Наконец, мы вели большую работу в профсоюзах, причем еврейские активисты были особенно многочисленны среди меховщиков и работников промышленности готового платья. В частности, Лозовский, который в 1912 году был секретарем профсоюза шляпников, впоследствии стал одним из ведущих руководителей Профинтерна.
И еще одно небольшое замечание относительно общеполитической позиции евреев-коммунистов. Хочу подчеркнуть, что в их политическом поведении не было почти никаких признаков сектантства. В отличие от «классических» коммунистов, читавших одну лишь «Юманите», мы черпали информацию из множества источников — от социалистической «Попюлер» до весьма консервативной «Тан», не пропускали ни одного номера сатирического еженедельника «Канар аншэнэ» («Утенок на цепи»), к которому и поныне я питаю симпатию, восходящую к моей далекой молодости.

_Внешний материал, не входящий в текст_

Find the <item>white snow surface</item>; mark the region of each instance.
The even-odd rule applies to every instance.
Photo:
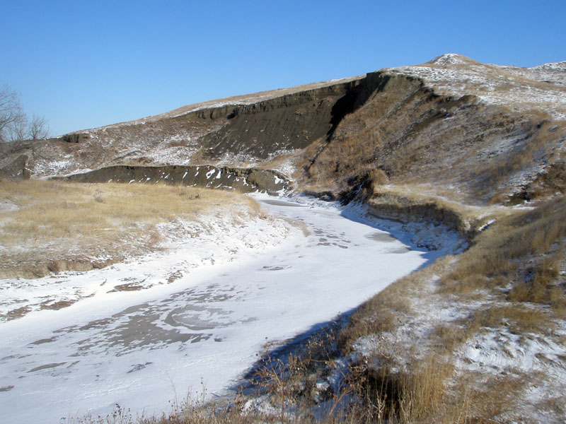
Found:
[[[30,298],[64,298],[69,288],[87,295],[0,323],[2,420],[105,416],[115,404],[134,416],[161,413],[189,391],[221,395],[267,341],[347,313],[444,253],[415,248],[414,235],[403,232],[415,228],[390,223],[400,240],[355,208],[257,196],[270,216],[261,223],[220,224],[204,239],[175,240],[143,259],[27,282]],[[149,288],[110,290],[125,281]],[[29,300],[18,283],[26,282],[3,285],[4,300]]]

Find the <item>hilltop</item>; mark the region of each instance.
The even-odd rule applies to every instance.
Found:
[[[308,194],[368,219],[457,232],[465,251],[361,305],[322,336],[325,365],[304,358],[302,379],[283,381],[282,393],[308,411],[352,396],[376,421],[559,423],[565,141],[566,62],[519,68],[448,54],[4,145],[0,171]],[[434,249],[429,238],[421,247]]]

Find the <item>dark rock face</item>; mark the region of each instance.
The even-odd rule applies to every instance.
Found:
[[[112,166],[64,177],[76,182],[137,182],[213,189],[233,189],[247,193],[275,194],[288,188],[284,176],[275,171],[253,168],[203,166]]]

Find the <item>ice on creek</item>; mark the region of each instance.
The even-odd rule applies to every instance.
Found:
[[[190,252],[177,245],[145,261],[69,273],[64,284],[98,285],[95,295],[0,323],[3,420],[105,416],[116,404],[134,416],[161,414],[191,391],[221,395],[266,341],[282,343],[348,313],[444,254],[416,248],[400,224],[391,223],[389,235],[354,208],[254,196],[274,217],[260,220],[275,230],[240,228],[247,248],[233,252],[237,260],[218,261],[214,243],[192,245],[202,264],[186,267]],[[108,288],[122,281],[154,283]]]

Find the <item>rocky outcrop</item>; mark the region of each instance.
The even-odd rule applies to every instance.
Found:
[[[279,172],[254,168],[202,166],[112,166],[63,177],[76,182],[165,183],[236,190],[281,193],[289,182]]]

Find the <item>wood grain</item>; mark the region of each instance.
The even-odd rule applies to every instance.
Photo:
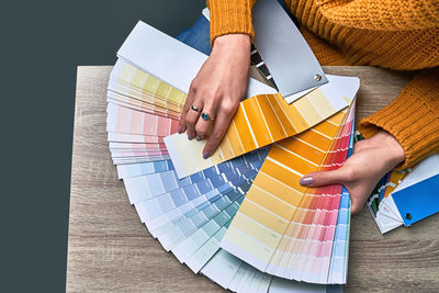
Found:
[[[78,67],[67,292],[224,292],[166,252],[139,222],[110,159],[105,93],[112,67]],[[325,67],[359,76],[358,117],[392,101],[410,79],[369,67]],[[439,216],[382,236],[364,209],[352,217],[347,292],[439,289]]]

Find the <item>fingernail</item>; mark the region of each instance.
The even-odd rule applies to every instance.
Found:
[[[299,180],[299,183],[301,183],[301,185],[311,185],[311,184],[313,184],[313,178],[312,177],[302,177],[300,180]]]

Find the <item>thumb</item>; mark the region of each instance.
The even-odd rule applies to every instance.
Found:
[[[342,177],[342,170],[340,168],[337,170],[317,171],[307,173],[299,180],[299,183],[301,183],[301,185],[316,188],[336,183],[341,184],[342,181],[344,177]]]

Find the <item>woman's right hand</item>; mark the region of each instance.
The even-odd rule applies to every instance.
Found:
[[[191,83],[180,117],[179,133],[187,131],[189,139],[209,137],[203,149],[204,158],[215,151],[239,102],[246,95],[250,45],[250,36],[246,34],[216,37],[211,56]],[[203,120],[201,113],[214,120]]]

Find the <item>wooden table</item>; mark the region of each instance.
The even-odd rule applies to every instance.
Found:
[[[112,67],[78,67],[67,292],[222,292],[166,252],[130,205],[110,159],[105,93]],[[392,101],[410,75],[326,67],[358,76],[358,116]],[[439,215],[382,236],[369,211],[352,217],[348,292],[439,290]],[[44,264],[44,263],[43,263]]]

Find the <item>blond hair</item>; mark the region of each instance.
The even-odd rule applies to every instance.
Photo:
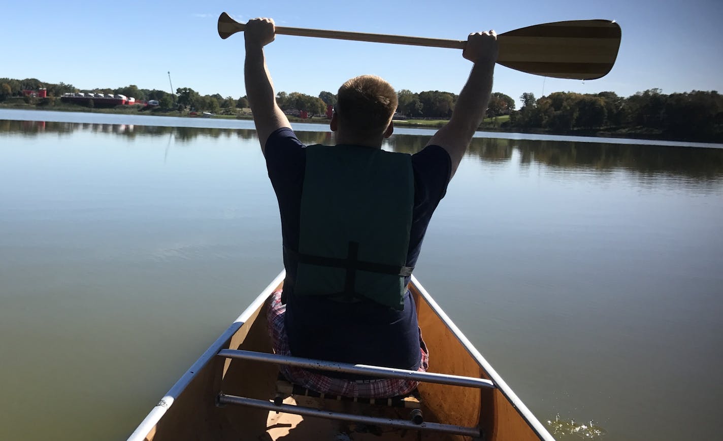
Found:
[[[384,133],[397,110],[397,94],[392,85],[376,75],[361,75],[339,87],[336,100],[339,124],[353,136]]]

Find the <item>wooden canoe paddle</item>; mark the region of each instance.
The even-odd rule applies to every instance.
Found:
[[[228,17],[218,17],[218,35],[228,38],[246,25]],[[367,34],[341,30],[276,27],[276,33],[301,37],[406,44],[463,49],[466,40],[404,35]],[[620,25],[609,20],[573,20],[528,26],[497,35],[497,63],[535,75],[572,80],[595,80],[612,69],[620,46]]]

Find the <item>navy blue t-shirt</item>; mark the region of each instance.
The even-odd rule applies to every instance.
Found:
[[[269,136],[265,149],[269,179],[278,200],[283,246],[291,249],[299,249],[305,147],[291,129],[284,127]],[[416,262],[432,213],[447,191],[452,169],[449,154],[438,145],[427,146],[412,155],[411,163],[414,207],[406,265],[409,267]],[[284,266],[285,325],[292,354],[343,363],[419,369],[416,310],[408,291],[402,310],[371,300],[343,303],[317,296],[294,296],[296,267],[286,261]]]

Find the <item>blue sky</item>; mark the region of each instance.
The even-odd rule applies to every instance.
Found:
[[[129,0],[17,1],[2,7],[5,42],[0,77],[35,77],[80,88],[169,90],[245,95],[243,35],[221,40],[216,20],[227,12],[239,21],[271,17],[280,26],[463,40],[548,22],[615,20],[623,42],[615,67],[602,79],[544,79],[501,66],[495,90],[519,103],[523,92],[555,91],[628,96],[659,87],[664,93],[723,92],[723,1],[690,0],[366,0],[253,2]],[[279,35],[267,49],[277,91],[335,93],[362,74],[387,79],[397,90],[458,93],[470,64],[459,51]],[[544,89],[543,89],[544,87]]]

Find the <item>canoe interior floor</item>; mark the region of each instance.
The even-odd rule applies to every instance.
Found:
[[[296,404],[294,398],[289,397],[284,400],[286,404]],[[304,403],[299,403],[304,405]],[[331,410],[331,409],[329,409]],[[350,411],[353,409],[335,408],[335,411]],[[394,414],[386,413],[387,411]],[[399,411],[395,409],[387,409],[384,411],[386,416],[390,418],[404,418],[405,412],[402,410],[402,414],[398,413]],[[379,414],[377,415],[380,416]],[[270,441],[271,440],[319,440],[326,441],[327,440],[333,441],[386,441],[386,440],[459,440],[461,437],[448,437],[444,434],[420,432],[419,430],[408,430],[402,429],[394,429],[393,427],[364,427],[354,425],[353,424],[343,421],[325,419],[322,418],[313,418],[309,416],[301,416],[301,415],[294,415],[291,414],[276,414],[270,411],[266,423],[266,432],[259,437],[260,441]]]

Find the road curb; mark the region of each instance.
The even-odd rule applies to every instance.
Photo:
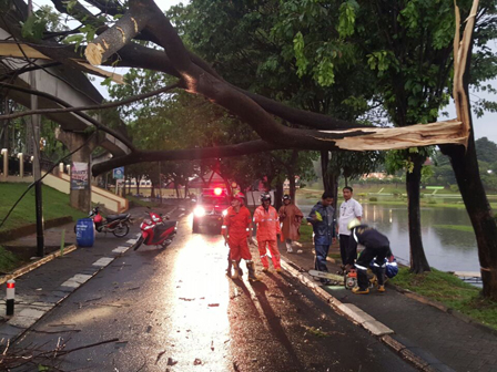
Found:
[[[398,353],[404,360],[412,363],[420,371],[425,372],[436,372],[436,371],[452,371],[448,366],[443,363],[439,363],[443,369],[436,369],[430,365],[428,361],[417,355],[415,352],[409,350],[407,345],[395,340],[390,334],[394,334],[395,331],[377,321],[375,318],[366,313],[364,310],[357,308],[352,303],[343,303],[337,298],[332,296],[329,292],[325,291],[321,286],[317,286],[316,282],[307,277],[304,272],[295,269],[298,267],[292,261],[287,261],[283,257],[281,258],[282,267],[294,278],[298,279],[304,286],[310,288],[317,297],[324,300],[329,307],[335,310],[338,314],[347,318],[353,323],[363,327],[373,335],[379,338],[382,342],[388,345],[393,351]]]
[[[45,302],[34,301],[32,303],[27,303],[23,302],[22,299],[18,299],[17,313],[13,317],[3,318],[6,319],[6,321],[3,323],[0,323],[0,349],[16,342],[17,339],[19,339],[24,332],[27,332],[32,326],[34,326],[41,318],[49,313],[60,302],[65,300],[88,280],[93,278],[97,273],[111,265],[116,258],[126,252],[134,244],[132,241],[135,240],[136,239],[128,240],[125,246],[120,246],[113,249],[110,254],[110,257],[102,257],[98,261],[93,262],[93,265],[91,265],[89,268],[85,268],[81,272],[74,273],[73,277],[68,278],[55,290],[50,292],[50,294],[45,299]],[[70,246],[70,248],[72,248],[70,251],[77,249],[75,246]],[[27,273],[38,268],[39,266],[47,264],[58,256],[61,256],[60,251],[44,257],[43,259],[38,260],[37,262],[33,262],[32,265],[29,265],[28,267],[24,267],[18,271],[14,271],[10,276],[22,276],[23,273]],[[3,306],[0,304],[0,312],[2,311],[2,307]]]
[[[57,257],[64,256],[67,254],[70,254],[70,252],[72,252],[75,249],[78,249],[78,247],[75,245],[71,245],[71,246],[64,247],[62,249],[62,251],[61,250],[57,250],[53,254],[47,255],[45,257],[43,257],[43,258],[41,258],[39,260],[36,260],[36,261],[33,261],[31,264],[28,264],[28,265],[24,265],[20,269],[17,269],[16,271],[13,271],[11,273],[8,273],[8,275],[1,277],[0,278],[0,285],[3,285],[4,282],[7,282],[7,280],[16,279],[16,278],[18,278],[20,276],[23,276],[24,273],[28,273],[28,272],[34,270],[36,268],[39,268],[40,266],[42,266],[42,265],[44,265],[47,262],[50,262],[52,259],[54,259]]]

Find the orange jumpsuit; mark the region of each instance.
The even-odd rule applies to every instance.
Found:
[[[222,234],[226,235],[227,229],[227,245],[230,246],[230,259],[239,261],[240,259],[251,260],[252,255],[248,249],[246,238],[251,231],[251,213],[245,206],[241,206],[239,213],[233,207],[227,208],[227,214],[224,216]]]
[[[254,223],[257,224],[257,246],[262,265],[266,269],[270,267],[266,250],[266,246],[270,246],[273,266],[275,269],[281,268],[276,237],[277,234],[281,234],[281,229],[276,209],[270,206],[266,211],[263,206],[258,206],[254,211]]]

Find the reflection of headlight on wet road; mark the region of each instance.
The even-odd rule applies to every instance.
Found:
[[[203,217],[205,216],[205,209],[203,207],[196,207],[193,210],[193,214],[195,215],[195,217]]]

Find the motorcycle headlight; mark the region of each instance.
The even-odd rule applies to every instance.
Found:
[[[203,216],[205,216],[205,209],[204,209],[204,207],[196,207],[193,210],[193,214],[195,215],[195,217],[203,217]]]

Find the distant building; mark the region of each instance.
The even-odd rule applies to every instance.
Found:
[[[369,178],[377,178],[377,179],[385,179],[385,178],[392,178],[393,176],[388,176],[385,172],[376,172],[376,173],[369,173],[365,174],[362,179],[369,179]]]

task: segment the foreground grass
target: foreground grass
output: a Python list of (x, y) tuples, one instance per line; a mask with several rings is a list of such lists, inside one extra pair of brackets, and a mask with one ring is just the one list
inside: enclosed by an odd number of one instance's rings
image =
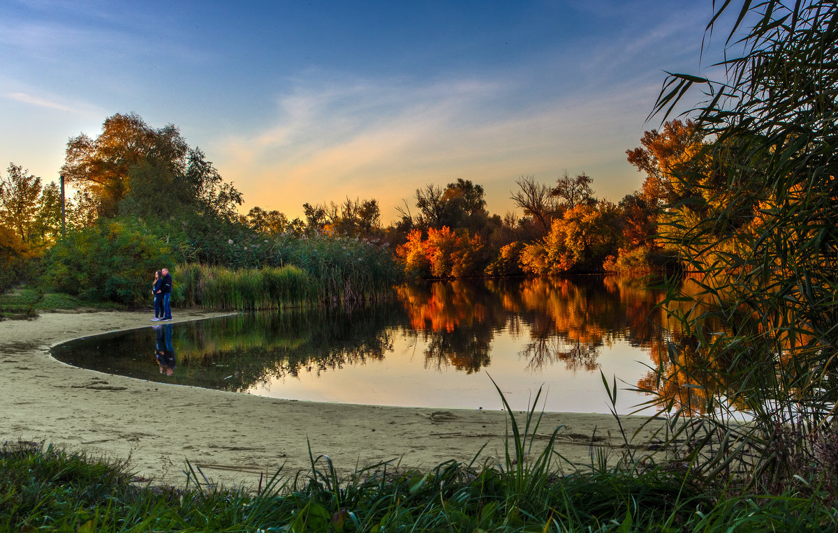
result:
[(108, 309), (121, 307), (113, 302), (91, 302), (59, 292), (44, 292), (27, 287), (0, 295), (0, 319), (34, 318), (39, 310)]
[[(328, 458), (280, 472), (258, 494), (209, 483), (137, 482), (125, 461), (34, 443), (0, 450), (0, 530), (834, 530), (835, 510), (791, 496), (722, 497), (654, 470), (558, 476), (454, 461), (427, 472), (379, 464), (339, 480)], [(546, 475), (545, 475), (546, 474)], [(525, 483), (525, 481), (535, 483)], [(525, 481), (525, 483), (521, 483)]]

Наряду со всем этим наладилась и моя личная жизнь. Я имел счастье вновь встретиться с Любой, которая в 1930 году приехала ко мне. Разыскиваемая английской полицией, она воспользовалась документами своей сестры Сары и вступила в фиктивный брак с одним моим приятелем палестинцем. Этот формальный супружеский союз давал ей гражданство страны, уравнивал ее в правах с англичанами и позволял получить визу для поездки во Францию. Теперь, живя в Париже на положении иммигрантов, мы опять столкнулись с полицией.